Выбрать главу

– Как и львы, Антропофаги – ночные охотники и способны видеть в темноте, – сказал Доктор, словно читая мои мысли. – Вот откуда слишком большие глаза и полное отсутствие меланина в верхних кожных покровах. Так же, как пантеры, львы, дикие собаки и волки, эти твари – общинные охотники.

– Общинные, сэр?

– Они охотятся стаями.

Он пощелкал пальцами – этот жест означал, что ему нужен новый скальпель.

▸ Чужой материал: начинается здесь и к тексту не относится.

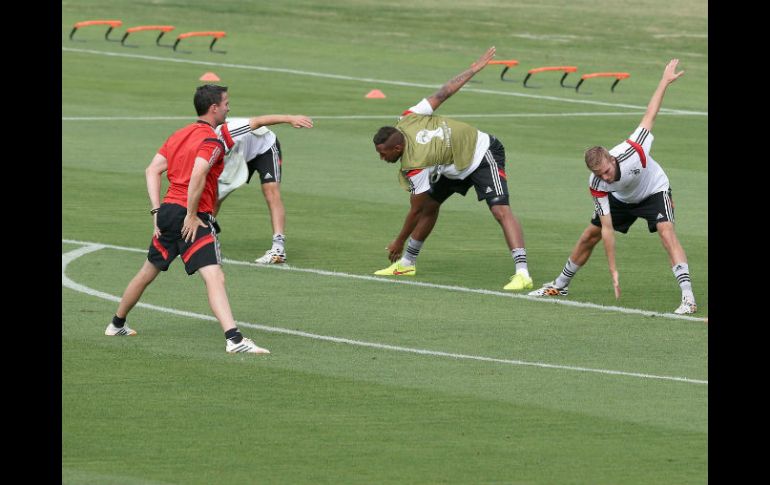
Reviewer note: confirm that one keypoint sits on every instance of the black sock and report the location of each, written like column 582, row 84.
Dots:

Началось настоящее глубокое вскрытие. Пока он кромсал чудище, я был занят тем, что писал под его диктовку или подавал инструменты. Я метался от стола к шкафу и обратно к столу, заполнял пустые банки для образцов формальдегидом, в который Доктор погружал органы. Вот он достал один глаз, за ним потянулась перекрученная веревочка нерва. Затем Уортроп вскрыл грудную клетку, как раз прямо над плотоядно распахнутым ртом, используя распорки для ребер, чтобы влезть руками в образовавшееся отверстие и извлечь печень, селезенку, сердце и легкие – серовато-белые и продолговатые, словно спущенные футбольные мячи. Все это время он не прекращал свою лекцию, прерываясь время от времени, чтобы продиктовать измерения и описать состояние некоторых органов.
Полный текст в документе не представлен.